God is the ultimate caregiver. God is a caregiver to the caregivers, a nurse for nurses, a physician to physicians, a servant to those who serve.


Psalm 41 declares that YHWH will bless the person who cares for the poor. If the caregiver needs care, God will personally “sustain him on his sick bed.”


Based on alternative readings of the Hebrew, I paraphrase verse 3: “YHWH sustains caregivers on their sickbed; in their illnesses, God softly turns them and gently fluffs their pillows until they are restored to full health.”


God (mostly through others, like those parents, nuns, and nurses) cradles your fevered head, wipes the perspiration from your brow, places the cool side of the pillow under you, gently cares for you.

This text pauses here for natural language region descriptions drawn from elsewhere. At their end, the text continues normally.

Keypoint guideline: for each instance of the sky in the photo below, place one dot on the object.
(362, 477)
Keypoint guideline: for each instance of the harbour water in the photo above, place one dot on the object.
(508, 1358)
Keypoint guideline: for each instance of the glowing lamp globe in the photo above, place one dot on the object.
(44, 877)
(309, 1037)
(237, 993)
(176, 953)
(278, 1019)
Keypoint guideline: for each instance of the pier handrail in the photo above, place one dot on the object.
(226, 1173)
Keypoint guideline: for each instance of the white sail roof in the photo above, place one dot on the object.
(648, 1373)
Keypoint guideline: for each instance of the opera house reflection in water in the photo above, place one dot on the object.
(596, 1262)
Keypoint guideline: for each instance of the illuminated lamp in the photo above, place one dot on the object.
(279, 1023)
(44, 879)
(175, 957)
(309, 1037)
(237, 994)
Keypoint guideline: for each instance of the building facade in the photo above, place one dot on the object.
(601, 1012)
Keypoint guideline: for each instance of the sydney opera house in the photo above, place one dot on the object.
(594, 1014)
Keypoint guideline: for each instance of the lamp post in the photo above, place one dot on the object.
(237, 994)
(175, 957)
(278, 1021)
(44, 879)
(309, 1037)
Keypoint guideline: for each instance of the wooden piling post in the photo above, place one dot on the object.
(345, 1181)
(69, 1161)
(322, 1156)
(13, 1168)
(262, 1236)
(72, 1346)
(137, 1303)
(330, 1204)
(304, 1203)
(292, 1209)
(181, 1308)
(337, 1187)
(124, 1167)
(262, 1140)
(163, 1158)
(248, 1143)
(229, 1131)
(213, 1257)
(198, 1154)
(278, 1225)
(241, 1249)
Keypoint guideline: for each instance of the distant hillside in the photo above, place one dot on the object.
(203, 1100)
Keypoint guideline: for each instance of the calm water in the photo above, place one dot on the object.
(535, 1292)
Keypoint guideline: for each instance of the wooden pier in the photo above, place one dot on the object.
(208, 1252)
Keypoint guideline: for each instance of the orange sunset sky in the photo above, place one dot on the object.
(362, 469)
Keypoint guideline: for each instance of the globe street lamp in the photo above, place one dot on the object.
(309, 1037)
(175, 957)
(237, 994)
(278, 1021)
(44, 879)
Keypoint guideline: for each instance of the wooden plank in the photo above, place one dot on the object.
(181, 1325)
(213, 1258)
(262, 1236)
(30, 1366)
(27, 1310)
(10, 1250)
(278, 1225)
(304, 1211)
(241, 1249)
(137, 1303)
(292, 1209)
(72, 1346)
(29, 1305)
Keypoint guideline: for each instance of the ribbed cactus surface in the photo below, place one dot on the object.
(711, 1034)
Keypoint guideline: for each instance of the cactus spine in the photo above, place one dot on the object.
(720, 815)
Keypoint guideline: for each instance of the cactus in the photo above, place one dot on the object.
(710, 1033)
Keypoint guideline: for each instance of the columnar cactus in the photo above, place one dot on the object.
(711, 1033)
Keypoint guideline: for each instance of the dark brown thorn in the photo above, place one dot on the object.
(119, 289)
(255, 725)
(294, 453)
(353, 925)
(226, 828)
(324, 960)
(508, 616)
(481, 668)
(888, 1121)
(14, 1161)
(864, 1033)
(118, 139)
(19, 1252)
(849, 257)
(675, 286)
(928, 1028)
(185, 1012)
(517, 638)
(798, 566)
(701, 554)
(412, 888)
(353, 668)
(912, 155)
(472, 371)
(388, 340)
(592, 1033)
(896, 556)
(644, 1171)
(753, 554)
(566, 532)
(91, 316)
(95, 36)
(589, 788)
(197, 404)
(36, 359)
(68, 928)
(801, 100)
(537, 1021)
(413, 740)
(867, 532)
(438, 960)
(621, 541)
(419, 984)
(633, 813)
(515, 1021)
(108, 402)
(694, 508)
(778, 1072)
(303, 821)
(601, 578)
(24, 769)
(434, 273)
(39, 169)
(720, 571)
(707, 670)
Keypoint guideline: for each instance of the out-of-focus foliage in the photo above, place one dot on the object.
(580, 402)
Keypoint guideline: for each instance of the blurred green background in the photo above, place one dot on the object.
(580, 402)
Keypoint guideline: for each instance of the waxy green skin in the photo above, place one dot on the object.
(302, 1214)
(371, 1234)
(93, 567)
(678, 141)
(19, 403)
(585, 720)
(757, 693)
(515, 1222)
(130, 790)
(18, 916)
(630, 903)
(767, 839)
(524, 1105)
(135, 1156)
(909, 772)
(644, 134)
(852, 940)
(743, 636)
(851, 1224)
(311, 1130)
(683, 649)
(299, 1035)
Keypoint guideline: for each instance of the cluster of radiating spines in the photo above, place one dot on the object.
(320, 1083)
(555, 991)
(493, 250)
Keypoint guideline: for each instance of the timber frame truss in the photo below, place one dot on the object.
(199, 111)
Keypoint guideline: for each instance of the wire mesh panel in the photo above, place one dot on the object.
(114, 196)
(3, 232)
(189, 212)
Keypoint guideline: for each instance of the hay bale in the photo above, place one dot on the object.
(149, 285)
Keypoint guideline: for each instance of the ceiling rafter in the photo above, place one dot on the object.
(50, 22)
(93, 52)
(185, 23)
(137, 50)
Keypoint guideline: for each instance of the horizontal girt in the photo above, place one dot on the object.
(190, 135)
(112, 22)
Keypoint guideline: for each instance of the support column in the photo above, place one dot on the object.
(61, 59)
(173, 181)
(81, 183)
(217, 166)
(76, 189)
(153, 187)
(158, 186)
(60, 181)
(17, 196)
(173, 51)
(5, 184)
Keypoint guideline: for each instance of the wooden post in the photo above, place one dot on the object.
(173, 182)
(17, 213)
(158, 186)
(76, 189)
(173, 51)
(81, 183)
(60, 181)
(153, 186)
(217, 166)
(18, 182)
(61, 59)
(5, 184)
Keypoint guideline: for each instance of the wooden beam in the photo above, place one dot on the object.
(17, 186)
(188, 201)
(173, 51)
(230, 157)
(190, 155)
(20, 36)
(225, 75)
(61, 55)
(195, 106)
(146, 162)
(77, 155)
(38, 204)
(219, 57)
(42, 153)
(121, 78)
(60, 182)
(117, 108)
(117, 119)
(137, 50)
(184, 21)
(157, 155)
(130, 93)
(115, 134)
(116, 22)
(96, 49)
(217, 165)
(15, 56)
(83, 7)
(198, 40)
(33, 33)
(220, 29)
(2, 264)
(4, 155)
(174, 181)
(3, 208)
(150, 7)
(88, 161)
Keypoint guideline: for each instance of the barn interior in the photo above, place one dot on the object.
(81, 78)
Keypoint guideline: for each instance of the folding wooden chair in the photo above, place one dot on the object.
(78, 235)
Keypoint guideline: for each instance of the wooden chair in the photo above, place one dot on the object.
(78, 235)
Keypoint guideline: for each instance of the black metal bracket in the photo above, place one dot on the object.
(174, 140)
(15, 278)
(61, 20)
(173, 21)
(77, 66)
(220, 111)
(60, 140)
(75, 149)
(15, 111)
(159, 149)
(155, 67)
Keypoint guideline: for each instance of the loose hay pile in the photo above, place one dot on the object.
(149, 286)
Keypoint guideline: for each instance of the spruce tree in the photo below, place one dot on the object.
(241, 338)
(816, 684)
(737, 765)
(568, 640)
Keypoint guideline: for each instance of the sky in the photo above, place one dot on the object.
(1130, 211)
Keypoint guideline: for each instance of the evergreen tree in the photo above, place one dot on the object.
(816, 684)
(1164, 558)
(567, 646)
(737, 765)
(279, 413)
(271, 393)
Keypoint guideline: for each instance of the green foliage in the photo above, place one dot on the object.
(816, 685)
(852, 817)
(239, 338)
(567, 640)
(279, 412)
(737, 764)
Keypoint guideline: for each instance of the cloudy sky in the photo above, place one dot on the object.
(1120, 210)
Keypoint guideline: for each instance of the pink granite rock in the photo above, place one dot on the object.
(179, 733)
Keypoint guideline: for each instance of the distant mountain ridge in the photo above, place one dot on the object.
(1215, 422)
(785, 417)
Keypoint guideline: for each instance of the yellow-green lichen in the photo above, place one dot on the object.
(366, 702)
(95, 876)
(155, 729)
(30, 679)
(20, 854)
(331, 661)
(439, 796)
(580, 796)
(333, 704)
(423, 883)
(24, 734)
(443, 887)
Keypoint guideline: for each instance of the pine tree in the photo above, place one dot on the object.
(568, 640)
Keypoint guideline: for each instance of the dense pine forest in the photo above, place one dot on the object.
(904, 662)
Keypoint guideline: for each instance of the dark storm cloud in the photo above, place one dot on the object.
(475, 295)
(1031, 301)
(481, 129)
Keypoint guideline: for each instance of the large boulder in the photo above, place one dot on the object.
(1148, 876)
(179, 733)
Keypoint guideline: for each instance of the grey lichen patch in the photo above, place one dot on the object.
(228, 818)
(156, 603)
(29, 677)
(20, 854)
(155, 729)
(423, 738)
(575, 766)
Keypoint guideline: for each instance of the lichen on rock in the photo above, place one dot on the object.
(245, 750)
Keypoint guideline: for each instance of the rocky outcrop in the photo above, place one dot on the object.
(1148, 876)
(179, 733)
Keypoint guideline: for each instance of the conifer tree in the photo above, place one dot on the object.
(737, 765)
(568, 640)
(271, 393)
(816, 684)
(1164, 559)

The touch of a caregiver’s compassionate hand, is the touch of God.


At times, the care we need is more emotional than physical.


He wasn’t sick – he was dead of gunshot wound to the head when I wiped away the blood oozing from his eyes as his parents sobbed. I’ve been with dying patients whose voices were so weak I had to almost press my ear to their lips to hear what they were saying. The parents needed to grieve without seeing all that blood. The dying needed to be heard.


Hopefully, you have someone in your life who really hears you, really sees you. Sadly, most of us pass one another hearing without listening, looking without seeing.


Regardless, know that God, whose very nature is pure selfless love, hears you, sees you, feels your pain, knows your every tear and sorrow, and cradles you like a nursing mother.